The idea is simple: If enough people who have money in one of the big four banks move it into smaller, more local, more traditional community banks, then collectively we, the people, will have taken a big step toward re-rigging the financial system so it becomes again the productive, stable engine for growth it’s meant to be. It’s neither Left nor Right — it’s populism at its best. Consider it a withdrawal tax on the big banks for the negative service they provide by consistently ignoring the public interest. It’s time for Americans to move their money out of these reckless behemoths. And you don’t have to worry, there is zero risk: deposit insurance is just as good at small banks — and unlike the big banks they don’t provide the toxic dividend of derivatives trading in a heads-they-win, tails-we-lose fashion.
Think of the message it will send to Wall Street — and to the White House. That we have had enough of the high-flying, no-limits-casino banking culture that continues to dominate Wall Street and Capitol Hill. That we won’t wait on Washington to act, because we know that Washington has, in fact, been a part of the problem from the start. We simply can’t count on Congress to fix things. We have to do it ourselves — and the big banks are the core of the problem. We need to return to the stable, reliable, people-oriented approach of America’s community banks.

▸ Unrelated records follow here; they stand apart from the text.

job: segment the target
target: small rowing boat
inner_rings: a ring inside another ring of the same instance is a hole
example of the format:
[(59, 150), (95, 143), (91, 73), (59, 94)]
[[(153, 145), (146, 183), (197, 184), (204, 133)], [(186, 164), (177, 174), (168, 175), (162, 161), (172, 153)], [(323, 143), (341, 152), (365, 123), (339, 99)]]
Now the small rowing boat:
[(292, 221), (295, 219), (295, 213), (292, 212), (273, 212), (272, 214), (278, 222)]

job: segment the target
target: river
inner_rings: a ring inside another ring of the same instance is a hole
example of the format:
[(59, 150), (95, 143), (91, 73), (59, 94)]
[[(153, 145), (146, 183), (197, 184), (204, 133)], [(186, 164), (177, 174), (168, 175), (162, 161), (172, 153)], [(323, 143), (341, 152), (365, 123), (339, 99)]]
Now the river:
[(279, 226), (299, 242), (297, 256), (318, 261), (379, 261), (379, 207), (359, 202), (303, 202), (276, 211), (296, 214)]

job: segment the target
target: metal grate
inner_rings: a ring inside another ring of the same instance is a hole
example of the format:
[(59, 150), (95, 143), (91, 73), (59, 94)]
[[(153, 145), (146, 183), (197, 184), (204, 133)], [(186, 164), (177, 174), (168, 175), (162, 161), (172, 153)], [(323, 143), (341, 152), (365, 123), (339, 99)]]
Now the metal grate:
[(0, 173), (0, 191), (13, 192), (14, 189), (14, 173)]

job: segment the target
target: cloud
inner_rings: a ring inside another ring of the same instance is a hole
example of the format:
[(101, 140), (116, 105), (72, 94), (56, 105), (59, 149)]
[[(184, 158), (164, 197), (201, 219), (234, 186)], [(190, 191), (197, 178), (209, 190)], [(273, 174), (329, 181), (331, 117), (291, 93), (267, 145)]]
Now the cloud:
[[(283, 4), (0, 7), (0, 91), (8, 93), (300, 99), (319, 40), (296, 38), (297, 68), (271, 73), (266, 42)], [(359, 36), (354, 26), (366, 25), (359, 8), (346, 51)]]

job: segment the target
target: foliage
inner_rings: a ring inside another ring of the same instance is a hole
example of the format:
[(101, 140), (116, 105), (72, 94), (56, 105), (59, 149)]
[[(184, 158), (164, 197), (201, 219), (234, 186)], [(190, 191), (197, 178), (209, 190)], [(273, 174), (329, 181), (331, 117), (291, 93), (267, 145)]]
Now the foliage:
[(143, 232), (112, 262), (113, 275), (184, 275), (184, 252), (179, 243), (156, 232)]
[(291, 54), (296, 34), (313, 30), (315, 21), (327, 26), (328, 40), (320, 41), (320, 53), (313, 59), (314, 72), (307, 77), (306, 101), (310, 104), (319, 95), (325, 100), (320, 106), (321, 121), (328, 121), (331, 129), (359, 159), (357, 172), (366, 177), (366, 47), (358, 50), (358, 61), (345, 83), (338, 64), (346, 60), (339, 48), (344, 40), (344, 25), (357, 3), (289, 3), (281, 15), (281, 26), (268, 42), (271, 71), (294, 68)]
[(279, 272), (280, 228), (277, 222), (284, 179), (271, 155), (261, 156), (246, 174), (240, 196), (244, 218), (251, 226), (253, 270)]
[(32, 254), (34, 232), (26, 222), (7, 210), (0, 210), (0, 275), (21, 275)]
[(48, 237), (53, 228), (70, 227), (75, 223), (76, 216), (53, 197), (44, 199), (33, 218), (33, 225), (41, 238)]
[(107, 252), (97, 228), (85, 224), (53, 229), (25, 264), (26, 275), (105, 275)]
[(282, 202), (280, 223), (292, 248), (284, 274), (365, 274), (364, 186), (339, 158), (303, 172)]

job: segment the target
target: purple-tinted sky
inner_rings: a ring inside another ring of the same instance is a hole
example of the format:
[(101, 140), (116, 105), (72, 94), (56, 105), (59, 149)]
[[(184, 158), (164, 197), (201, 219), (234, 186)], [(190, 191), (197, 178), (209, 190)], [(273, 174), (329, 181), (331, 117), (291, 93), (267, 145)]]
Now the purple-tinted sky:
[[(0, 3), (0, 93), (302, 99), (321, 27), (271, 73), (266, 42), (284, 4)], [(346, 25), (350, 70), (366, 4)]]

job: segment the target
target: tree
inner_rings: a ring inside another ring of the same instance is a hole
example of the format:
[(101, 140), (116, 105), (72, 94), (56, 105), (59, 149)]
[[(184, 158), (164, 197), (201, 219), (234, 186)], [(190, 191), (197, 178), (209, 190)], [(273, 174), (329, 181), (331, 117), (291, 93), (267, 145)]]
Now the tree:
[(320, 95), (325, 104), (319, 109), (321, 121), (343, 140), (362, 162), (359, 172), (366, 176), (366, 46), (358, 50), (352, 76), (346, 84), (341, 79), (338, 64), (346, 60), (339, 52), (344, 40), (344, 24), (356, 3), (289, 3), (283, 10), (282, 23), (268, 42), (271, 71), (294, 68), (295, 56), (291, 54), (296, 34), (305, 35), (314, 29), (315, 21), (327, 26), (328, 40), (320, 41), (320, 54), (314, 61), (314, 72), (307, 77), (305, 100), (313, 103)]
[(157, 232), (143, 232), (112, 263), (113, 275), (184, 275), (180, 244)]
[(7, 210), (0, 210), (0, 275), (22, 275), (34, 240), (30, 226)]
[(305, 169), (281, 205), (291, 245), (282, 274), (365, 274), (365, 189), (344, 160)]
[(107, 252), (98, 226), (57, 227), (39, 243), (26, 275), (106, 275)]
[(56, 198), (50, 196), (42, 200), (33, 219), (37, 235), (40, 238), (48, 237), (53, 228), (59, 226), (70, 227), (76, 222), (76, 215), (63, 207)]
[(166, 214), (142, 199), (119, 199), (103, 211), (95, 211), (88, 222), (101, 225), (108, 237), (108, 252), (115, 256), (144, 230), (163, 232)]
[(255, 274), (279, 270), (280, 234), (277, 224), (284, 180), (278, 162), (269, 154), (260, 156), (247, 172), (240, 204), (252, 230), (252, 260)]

So watch Eugene’s amazing video, then go to www.moveyourmoney.info to learn more about how easy it is to move your money. And pass the idea on to your friends (help make this video — and this idea — go viral!).
JP Morgan/Chase, Citi, Wells Fargo, and Bank of America may be “too big to fail” — but they are not too big to feel the impact of hundreds of thousands of people taking action to change a broken financial and political system. Let them gamble with their own money, not yours. Let’s turn big banks into smaller banks. We’ll all be better off — and safer — as a result.
Make it your New Year’s resolution to move your money. We can’t think of a better way to start 2010.